The students then collected a black crappie, spotted bass and a largemouth bass. Jay held up the spotted bass and said, "Want to feel its tongue and throat?" The students glanced skeptically at one another. Finally Lindsay stepped forward and gently put her finger in the fish's mouth.

"Can you feel a kind of rough patch back there?" Jay asks her. Lindsay nods yes. "Now feel this one. Do you feel it?"

"Not as much," she replies. Spotted bass have a rough tongue patch and largemouth bass have smoother ones. They identified a few more fish, then let them go.

By noon, the students knew more fisheries biology than many experienced anglers. Suckers, shad, bass, crappie, bluegill-they had them down. Next it was time to make the short drive to Mingo National Wildlife Refuge for a close look at aquatic creatures.

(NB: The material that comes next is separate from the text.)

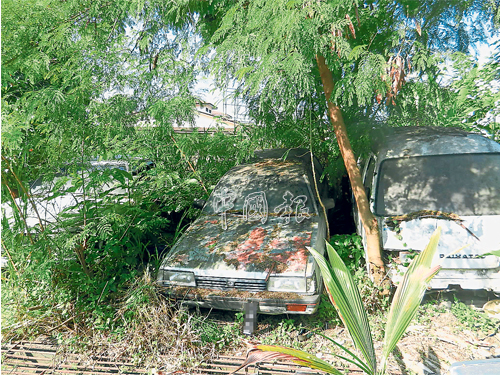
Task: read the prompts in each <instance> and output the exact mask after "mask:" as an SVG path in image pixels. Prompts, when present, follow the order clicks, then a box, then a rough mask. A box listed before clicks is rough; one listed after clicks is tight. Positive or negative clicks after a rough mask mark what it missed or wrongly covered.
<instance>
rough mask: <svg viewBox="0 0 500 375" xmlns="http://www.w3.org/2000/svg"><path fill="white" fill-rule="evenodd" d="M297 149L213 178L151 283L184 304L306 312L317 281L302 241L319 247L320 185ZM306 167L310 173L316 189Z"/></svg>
mask: <svg viewBox="0 0 500 375" xmlns="http://www.w3.org/2000/svg"><path fill="white" fill-rule="evenodd" d="M313 163H314V168H313V167H312V163H311V157H310V153H309V151H307V150H304V149H292V150H282V149H280V150H267V151H262V152H259V153H256V158H255V160H254V162H252V163H250V164H244V165H239V166H236V167H234V168H232V169H231V170H230V171H229V172H227V173H226V174H225V175H224V176H223V177H222V178H221V180H220V181H219V183H218V184H217V186H216V187H215V189H214V191H213V192H212V194H211V196H210V198H209V200H208V201H207V202H206V204H205V206H204V208H203V210H202V213H201V215H200V217H199V218H198V219H197V220H196V221H195V222H194V223H193V224H192V225H191V226H190V227H189V229H188V230H187V231H186V232H185V233H184V234H183V236H182V237H181V238H180V240H179V241H178V242H177V243H176V244H175V245H174V247H173V248H172V249H171V251H170V253H169V254H168V255H167V257H166V258H165V260H164V261H163V263H162V265H161V267H160V271H159V276H158V282H159V284H160V285H161V286H163V287H165V290H166V291H168V292H169V293H170V294H171V295H174V296H176V297H177V298H180V299H182V300H183V301H184V302H185V303H188V304H197V305H200V306H204V307H213V308H217V309H223V310H235V311H243V310H244V309H245V304H246V303H248V302H254V303H255V306H256V311H255V313H264V314H280V313H290V314H312V313H314V312H315V311H316V309H317V308H318V303H319V298H320V293H321V290H322V280H321V275H320V271H319V269H318V268H317V265H316V264H315V262H314V260H313V258H312V256H311V255H310V254H309V252H308V250H307V247H308V246H312V247H314V248H315V249H316V250H318V251H320V252H323V251H324V239H325V236H326V220H325V216H324V210H323V208H322V206H321V205H320V203H319V200H318V197H321V198H322V201H323V205H324V206H327V208H331V207H332V206H333V200H328V199H327V198H326V193H327V190H328V187H327V185H326V183H320V177H321V174H322V169H321V166H320V165H319V163H318V162H317V160H316V159H315V158H314V159H313ZM313 170H314V172H315V173H316V180H317V183H318V188H317V189H316V186H315V182H314V178H313Z"/></svg>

Open up and say, "Aahhh." you can learn a lot by peering down a fish's throat.

 
From the banks, each student scooped up small buckets of water and plant life. They identified several beetles, a crayfish, algae and lots of different plant material. Daniel pointed to something floating in his specimen tray. Jay came over and announced, "Scuds. What you see here are one of the reasons we have so many ducks here in spring. In the spring, these tiny animals are all over the place. The ducks swim along and just scoop them up."

Sitting at a picnic table, each student placed samples under microscopes. Jay talked about microscopic aquatic animals called zooplankton and protozoa. These life forms are important sources of food for many larger animals.

"Without any of these critters," says Jay, "what would the fish eat? If we wiped out all the zooplankton, what would happen?" Pretty soon, the students discussed food chains and the concept of a web of life-how all living things are interconnected-the theme of their winning posters. By the end of the day, the pictures and concepts they had drawn on their posters had come alive right before their eyes. Not a bad prize, huh?